How to configure TokenizerFast for AutoTokenizer

Hi there,

I made a custom model and tokenizer for Retribert architecture. For some reason, when using AutoTokenizer.from_pretrained method, the tokenizer does not initialize model_max_len tokenizer attribute to 512 but to a default of a very large integer. If I invoke AutoTokenizer.from_pretrained with an additional max_len=512 kwarg then the model_max_len gets set to 512 as expected. However, as you might expect I don’t want users to pass this additional kwarg but would prefer to somehow set this value by default.

I figured out that TokenizerFast gets initialized from tokenizer.json and I attempted to add model_max_len attribute to tokenizer.json. However, as soon as I do that AutoTokenizer complains that it can not load the JSON file any longer. Perhaps this property can’t be set via tokenizer.json or perhaps I am not adding it at the right JSON node.

Any ideas on how to set model_max_len tokenizer property so that AutoTokenizer picks it up without additional kwargs?

Best,
Vladimir

Hi again,

The model_max_len default seems to be initialized in the modelling class itself. See for example Retribert and how it gets set in the tokenizer for the official HF models, known models and their registered paths. Because the path of my model is not registered with the HF codebase this value does not get set.

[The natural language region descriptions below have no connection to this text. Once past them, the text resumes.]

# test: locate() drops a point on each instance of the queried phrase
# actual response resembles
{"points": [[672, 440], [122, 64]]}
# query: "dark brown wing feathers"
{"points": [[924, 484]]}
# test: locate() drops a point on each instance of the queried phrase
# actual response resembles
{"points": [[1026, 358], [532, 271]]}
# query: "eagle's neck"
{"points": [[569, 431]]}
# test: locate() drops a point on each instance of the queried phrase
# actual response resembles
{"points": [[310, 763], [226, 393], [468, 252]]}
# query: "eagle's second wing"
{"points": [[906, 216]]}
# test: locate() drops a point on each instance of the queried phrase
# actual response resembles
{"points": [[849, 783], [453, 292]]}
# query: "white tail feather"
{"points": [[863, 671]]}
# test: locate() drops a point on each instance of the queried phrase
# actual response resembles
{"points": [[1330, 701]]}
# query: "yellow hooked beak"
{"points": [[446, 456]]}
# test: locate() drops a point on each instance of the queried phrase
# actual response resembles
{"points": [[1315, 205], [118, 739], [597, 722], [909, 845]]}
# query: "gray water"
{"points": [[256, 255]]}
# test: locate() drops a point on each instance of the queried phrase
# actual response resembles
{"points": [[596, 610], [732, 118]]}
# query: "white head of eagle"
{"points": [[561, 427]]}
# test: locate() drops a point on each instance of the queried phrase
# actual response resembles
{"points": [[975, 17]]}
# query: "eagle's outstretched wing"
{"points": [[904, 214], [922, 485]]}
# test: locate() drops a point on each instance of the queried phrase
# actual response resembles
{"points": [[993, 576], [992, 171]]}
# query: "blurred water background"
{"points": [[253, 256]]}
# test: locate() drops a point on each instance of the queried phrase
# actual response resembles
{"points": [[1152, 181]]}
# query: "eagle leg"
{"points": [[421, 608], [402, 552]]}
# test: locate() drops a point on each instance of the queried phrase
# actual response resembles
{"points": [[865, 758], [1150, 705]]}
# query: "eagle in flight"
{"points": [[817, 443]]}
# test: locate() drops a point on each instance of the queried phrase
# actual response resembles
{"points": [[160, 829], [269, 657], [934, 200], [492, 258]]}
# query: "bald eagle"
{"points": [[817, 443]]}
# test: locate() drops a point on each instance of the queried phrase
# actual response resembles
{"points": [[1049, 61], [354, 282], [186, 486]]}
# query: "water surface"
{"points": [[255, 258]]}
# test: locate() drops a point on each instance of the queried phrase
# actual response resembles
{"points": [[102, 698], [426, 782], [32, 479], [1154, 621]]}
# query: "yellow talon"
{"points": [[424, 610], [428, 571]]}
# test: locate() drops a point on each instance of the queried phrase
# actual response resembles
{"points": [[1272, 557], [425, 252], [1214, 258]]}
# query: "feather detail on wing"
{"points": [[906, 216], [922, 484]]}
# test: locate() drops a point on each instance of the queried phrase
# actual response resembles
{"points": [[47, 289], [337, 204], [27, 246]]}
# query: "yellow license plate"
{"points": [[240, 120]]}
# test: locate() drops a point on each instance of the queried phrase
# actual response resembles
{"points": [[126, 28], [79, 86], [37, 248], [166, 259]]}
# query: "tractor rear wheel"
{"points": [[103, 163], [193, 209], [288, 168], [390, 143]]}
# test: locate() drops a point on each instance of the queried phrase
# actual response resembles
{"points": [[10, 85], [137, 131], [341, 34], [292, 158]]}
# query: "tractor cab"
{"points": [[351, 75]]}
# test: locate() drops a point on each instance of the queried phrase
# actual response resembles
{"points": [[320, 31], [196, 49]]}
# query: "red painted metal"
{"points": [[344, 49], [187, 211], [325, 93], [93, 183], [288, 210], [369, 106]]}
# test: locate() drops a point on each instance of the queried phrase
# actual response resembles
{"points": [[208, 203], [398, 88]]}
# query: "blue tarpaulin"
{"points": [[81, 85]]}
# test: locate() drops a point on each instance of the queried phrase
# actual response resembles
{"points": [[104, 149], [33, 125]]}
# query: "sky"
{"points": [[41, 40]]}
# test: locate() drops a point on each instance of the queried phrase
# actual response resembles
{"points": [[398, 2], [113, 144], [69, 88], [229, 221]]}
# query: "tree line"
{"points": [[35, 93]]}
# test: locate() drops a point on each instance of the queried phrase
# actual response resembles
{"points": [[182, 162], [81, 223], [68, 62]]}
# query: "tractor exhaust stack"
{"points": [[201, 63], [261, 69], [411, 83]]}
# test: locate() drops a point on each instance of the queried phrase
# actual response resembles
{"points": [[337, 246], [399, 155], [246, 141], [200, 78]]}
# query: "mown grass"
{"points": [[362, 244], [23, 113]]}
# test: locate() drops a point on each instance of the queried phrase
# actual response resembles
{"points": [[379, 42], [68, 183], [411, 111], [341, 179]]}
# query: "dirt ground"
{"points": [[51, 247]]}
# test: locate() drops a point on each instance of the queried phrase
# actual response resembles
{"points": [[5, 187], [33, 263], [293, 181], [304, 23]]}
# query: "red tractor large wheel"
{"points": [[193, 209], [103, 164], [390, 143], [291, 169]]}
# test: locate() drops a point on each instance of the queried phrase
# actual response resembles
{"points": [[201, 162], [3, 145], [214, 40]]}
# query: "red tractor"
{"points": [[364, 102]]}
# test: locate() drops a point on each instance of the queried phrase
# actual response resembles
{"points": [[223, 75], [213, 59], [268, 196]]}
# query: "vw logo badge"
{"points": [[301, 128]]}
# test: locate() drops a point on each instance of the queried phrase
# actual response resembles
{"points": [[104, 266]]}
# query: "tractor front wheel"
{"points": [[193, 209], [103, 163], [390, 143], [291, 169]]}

Which leaves me confused about how to set model_max_len value even more? :slight_smile:

Vladimir

Hi, I figured this one out; leaving a small note if you stumble on this issue yourself. All you need to do is add tokenizer_config.json file with additional configs for the tokenizer. I added a simple tokenizer_config.json with the following contents:
{“model_max_length”: 512}

That’s all.

Cheers,
Vladimir